The YourSuper Comparison Tool
The ATO’s YourSuper comparison tool (accessible via myGov or ato.gov.au) allows you to compare all MySuper products on a standardised basis:
- 1-year and 5-year net return (after fees and tax)
- Annual fee in dollars at $6,000, $50,000 and $150,000 balances
- APRA performance test status
The tool is particularly useful for workers who have been auto-enrolled in their employer’s default fund and want to check whether it is competitive. It is updated regularly with current fund data.
Frequently Asked Questions
What happens if my super fund fails the APRA performance test?
Your fund must write to you within 28 days explaining that it has underperformed. The letter must include information about how to switch funds. You are not required to switch — but APRA expects members to be able to make an informed decision. Funds failing consecutive tests are barred from accepting new members, which typically triggers a merger or wind-up.
Can I choose a different fund from my employer’s default?
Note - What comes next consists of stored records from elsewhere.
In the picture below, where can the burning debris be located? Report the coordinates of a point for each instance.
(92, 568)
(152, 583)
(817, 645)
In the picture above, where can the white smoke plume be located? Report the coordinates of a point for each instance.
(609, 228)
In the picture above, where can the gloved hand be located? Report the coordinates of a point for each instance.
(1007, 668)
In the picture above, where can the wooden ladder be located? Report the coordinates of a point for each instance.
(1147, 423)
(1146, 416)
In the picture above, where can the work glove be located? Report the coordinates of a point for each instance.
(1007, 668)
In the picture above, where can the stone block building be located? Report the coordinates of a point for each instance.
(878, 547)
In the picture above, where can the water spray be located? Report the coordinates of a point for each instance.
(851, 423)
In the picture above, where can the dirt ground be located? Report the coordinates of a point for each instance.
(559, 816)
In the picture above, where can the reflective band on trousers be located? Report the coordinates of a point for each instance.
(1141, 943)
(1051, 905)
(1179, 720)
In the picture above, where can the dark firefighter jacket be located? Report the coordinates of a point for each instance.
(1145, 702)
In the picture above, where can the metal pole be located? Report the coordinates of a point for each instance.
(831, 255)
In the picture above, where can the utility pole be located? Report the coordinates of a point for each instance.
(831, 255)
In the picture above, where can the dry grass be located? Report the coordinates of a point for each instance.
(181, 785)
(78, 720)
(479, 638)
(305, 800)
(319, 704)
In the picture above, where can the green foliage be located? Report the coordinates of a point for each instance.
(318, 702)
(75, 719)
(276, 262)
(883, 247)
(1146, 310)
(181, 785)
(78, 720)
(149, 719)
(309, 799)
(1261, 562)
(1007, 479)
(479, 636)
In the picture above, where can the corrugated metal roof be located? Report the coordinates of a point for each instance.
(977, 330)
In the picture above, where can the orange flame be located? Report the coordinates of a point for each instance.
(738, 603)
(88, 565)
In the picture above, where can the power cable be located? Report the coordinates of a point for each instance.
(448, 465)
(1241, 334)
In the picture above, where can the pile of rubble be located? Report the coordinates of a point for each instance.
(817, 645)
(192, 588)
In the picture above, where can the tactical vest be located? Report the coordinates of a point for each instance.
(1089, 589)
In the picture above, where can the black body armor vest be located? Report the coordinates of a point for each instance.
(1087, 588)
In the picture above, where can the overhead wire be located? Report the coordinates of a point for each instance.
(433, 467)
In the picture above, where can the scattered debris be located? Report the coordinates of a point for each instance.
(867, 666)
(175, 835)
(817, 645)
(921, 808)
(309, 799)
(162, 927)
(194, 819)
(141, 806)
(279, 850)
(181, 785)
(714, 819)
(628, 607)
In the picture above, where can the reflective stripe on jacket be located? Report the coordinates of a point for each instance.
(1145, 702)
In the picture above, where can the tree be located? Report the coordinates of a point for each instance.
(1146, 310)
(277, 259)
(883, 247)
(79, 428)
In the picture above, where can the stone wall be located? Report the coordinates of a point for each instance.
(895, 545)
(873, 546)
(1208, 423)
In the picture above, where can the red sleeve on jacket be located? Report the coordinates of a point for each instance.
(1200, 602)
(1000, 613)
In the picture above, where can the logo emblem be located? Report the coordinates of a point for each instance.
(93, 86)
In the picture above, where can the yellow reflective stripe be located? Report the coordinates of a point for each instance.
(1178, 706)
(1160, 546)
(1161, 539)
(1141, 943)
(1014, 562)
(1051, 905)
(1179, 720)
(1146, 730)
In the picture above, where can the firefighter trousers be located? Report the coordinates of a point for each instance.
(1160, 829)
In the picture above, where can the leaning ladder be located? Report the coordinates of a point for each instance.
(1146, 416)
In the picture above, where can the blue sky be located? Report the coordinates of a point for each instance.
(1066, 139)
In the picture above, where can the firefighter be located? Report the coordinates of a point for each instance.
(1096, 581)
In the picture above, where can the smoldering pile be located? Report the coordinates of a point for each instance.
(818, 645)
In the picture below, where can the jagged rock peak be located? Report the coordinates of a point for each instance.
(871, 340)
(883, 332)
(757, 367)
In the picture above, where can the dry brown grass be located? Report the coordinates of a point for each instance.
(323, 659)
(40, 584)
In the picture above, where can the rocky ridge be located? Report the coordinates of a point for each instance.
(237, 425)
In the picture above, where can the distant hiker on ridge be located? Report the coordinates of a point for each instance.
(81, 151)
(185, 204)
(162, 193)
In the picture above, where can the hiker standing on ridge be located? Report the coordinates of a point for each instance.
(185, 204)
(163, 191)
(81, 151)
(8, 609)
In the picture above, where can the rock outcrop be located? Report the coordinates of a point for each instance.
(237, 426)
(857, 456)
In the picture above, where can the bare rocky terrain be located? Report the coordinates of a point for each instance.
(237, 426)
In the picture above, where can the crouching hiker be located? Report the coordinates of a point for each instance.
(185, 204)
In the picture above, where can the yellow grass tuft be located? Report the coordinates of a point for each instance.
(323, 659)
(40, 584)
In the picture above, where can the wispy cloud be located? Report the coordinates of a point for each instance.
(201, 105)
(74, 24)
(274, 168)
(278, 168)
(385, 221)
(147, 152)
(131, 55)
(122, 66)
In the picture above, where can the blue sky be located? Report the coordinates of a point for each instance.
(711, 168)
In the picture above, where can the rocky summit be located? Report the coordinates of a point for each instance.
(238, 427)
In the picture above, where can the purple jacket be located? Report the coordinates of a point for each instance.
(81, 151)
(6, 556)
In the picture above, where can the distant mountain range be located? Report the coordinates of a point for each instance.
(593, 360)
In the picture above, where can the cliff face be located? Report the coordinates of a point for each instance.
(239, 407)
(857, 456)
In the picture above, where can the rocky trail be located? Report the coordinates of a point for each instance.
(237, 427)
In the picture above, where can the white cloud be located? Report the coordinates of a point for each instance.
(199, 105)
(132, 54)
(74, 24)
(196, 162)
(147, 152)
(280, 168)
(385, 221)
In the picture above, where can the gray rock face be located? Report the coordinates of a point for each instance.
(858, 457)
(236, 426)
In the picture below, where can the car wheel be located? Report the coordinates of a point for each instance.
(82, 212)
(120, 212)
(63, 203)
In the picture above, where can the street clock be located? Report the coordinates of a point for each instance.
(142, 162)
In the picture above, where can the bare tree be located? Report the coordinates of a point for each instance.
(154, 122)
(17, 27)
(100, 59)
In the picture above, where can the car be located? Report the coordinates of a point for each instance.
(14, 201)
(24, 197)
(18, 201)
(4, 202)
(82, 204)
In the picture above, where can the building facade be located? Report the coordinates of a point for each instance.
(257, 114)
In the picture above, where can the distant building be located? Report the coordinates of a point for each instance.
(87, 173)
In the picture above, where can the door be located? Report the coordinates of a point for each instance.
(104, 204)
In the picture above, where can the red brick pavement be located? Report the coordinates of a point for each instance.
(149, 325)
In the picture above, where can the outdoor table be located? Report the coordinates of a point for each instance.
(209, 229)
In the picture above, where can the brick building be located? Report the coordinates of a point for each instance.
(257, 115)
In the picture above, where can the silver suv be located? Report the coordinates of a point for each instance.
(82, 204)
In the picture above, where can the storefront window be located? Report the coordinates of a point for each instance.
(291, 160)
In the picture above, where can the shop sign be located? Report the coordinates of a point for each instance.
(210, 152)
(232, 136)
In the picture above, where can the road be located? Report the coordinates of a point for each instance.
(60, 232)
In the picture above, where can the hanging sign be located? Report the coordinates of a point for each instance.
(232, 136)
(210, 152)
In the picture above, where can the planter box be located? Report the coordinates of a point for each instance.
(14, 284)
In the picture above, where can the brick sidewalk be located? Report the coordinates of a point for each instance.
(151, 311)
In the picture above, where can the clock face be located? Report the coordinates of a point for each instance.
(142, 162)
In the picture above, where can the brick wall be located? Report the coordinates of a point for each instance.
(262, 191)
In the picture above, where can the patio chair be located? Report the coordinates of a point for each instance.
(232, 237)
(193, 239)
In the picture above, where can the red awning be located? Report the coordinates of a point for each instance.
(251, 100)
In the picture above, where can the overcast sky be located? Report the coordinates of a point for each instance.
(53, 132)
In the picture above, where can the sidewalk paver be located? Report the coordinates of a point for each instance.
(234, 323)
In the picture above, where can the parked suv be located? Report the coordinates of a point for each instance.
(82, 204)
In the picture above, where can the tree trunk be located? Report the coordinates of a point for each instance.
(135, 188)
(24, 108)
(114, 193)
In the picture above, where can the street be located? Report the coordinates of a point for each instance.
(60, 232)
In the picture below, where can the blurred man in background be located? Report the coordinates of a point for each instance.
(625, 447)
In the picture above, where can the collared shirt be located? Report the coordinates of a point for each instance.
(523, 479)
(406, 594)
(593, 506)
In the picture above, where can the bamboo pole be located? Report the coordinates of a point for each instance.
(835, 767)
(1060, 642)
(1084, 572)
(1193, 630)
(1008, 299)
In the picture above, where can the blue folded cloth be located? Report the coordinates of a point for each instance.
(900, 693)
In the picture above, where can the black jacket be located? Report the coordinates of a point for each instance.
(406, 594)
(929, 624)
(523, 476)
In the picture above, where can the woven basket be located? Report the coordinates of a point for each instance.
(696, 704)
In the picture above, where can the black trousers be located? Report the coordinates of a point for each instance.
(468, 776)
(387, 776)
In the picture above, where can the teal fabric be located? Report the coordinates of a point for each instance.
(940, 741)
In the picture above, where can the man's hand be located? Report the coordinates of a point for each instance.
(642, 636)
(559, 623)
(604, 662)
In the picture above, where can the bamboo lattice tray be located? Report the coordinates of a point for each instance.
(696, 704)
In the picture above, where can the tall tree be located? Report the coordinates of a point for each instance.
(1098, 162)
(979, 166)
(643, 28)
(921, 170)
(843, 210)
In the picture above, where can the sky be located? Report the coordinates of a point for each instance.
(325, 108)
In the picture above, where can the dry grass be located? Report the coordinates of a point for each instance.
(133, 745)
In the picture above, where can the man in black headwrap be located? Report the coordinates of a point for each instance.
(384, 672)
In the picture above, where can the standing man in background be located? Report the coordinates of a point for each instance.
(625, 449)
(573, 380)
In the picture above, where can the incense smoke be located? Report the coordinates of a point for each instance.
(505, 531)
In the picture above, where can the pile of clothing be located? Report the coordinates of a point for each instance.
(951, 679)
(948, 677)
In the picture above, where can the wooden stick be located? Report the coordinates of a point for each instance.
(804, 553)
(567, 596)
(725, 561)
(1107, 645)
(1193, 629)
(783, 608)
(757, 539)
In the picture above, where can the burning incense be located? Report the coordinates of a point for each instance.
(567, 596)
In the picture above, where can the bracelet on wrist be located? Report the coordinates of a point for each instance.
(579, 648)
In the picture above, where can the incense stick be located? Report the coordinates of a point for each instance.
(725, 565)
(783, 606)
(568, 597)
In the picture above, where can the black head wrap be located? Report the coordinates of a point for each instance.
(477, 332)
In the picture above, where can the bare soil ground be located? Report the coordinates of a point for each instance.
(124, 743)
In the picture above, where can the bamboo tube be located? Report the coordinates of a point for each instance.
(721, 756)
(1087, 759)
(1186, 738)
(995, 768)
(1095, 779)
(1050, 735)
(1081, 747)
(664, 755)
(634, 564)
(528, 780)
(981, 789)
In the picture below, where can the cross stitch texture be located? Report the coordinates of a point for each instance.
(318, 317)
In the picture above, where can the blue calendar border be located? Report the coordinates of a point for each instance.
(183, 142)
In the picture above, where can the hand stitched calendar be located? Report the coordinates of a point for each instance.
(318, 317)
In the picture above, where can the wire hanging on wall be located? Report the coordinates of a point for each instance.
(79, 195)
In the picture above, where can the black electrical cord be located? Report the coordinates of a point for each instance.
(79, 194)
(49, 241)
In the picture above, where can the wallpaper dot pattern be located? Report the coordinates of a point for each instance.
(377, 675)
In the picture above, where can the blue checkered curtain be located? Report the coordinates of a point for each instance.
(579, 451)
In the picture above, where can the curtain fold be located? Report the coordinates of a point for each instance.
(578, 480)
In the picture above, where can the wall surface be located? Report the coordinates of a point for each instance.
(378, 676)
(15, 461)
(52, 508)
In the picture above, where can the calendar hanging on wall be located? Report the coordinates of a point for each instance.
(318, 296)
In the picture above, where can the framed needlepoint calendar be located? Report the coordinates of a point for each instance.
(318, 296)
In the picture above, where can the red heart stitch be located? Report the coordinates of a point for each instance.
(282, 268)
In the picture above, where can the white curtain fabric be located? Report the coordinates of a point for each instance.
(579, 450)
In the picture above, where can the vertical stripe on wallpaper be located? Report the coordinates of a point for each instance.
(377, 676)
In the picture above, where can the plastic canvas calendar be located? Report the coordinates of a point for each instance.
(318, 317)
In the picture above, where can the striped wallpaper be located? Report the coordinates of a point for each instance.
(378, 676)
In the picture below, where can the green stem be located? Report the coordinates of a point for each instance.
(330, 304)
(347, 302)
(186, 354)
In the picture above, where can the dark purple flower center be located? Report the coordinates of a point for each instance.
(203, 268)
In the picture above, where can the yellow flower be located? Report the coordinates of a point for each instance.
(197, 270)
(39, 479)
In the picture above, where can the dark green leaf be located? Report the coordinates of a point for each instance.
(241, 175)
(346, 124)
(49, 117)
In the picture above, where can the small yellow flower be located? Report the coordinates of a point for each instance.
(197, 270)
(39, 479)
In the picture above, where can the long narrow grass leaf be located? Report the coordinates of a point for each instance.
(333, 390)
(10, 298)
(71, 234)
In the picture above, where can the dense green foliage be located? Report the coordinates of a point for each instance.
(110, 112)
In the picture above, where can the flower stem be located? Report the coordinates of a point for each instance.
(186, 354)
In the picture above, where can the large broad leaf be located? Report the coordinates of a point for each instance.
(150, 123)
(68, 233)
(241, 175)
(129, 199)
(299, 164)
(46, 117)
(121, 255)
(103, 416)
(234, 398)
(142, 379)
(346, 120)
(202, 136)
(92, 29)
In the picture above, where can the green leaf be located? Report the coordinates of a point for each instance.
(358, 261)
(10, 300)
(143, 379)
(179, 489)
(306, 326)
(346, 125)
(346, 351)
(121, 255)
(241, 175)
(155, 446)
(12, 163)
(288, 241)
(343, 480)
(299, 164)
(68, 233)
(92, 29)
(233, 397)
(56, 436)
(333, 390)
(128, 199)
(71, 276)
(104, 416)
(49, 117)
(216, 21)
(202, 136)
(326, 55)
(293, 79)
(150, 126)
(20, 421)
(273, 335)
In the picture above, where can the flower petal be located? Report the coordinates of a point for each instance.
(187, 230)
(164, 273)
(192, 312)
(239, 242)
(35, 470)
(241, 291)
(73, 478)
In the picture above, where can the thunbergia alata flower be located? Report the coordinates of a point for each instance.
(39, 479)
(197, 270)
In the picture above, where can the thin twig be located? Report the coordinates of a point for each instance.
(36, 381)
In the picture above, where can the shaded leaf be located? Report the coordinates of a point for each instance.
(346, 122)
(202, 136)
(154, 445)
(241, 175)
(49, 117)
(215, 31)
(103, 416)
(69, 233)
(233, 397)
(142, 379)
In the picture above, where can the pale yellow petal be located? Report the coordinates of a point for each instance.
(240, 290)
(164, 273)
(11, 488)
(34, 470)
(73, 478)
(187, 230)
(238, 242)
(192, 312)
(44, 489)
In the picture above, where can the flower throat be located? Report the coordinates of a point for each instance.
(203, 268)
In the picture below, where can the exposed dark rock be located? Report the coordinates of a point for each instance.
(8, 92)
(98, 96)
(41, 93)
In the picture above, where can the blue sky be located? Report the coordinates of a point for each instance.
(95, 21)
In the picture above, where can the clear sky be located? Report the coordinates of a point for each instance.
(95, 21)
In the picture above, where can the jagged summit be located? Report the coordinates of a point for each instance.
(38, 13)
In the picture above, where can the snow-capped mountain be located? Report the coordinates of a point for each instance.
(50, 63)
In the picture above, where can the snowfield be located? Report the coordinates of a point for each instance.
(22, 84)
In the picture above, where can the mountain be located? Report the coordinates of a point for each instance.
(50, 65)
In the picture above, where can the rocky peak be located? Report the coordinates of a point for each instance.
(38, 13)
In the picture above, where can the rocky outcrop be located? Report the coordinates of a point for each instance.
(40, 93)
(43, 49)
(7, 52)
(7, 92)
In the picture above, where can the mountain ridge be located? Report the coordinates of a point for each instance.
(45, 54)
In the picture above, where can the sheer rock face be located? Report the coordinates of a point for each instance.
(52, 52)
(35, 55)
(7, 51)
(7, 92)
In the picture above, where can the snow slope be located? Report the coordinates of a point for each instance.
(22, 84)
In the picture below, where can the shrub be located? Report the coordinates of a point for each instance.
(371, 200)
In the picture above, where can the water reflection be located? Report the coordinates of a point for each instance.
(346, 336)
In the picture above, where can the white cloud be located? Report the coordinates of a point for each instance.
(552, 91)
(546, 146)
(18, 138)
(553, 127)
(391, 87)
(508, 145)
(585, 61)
Yes — under the Superannuation Guarantee (SG) rules, most employees can choose the super fund where employer contributions are paid (your “stapled” fund or any eligible fund). Your employer cannot force you into their preferred fund if you want your contributions directed elsewhere. Submit a standard choice form to your employer specifying your preferred fund.
What is “stapling” and how does it affect me?
Since November 2021, the ATO “staples” your existing super account to you when you start a new job — meaning employer contributions automatically go to your existing fund rather than opening a new account. This prevents the proliferation of multiple duplicate accounts (and multiple sets of insurance premiums). If you don’t have an existing eligible account, your employer’s default fund is used.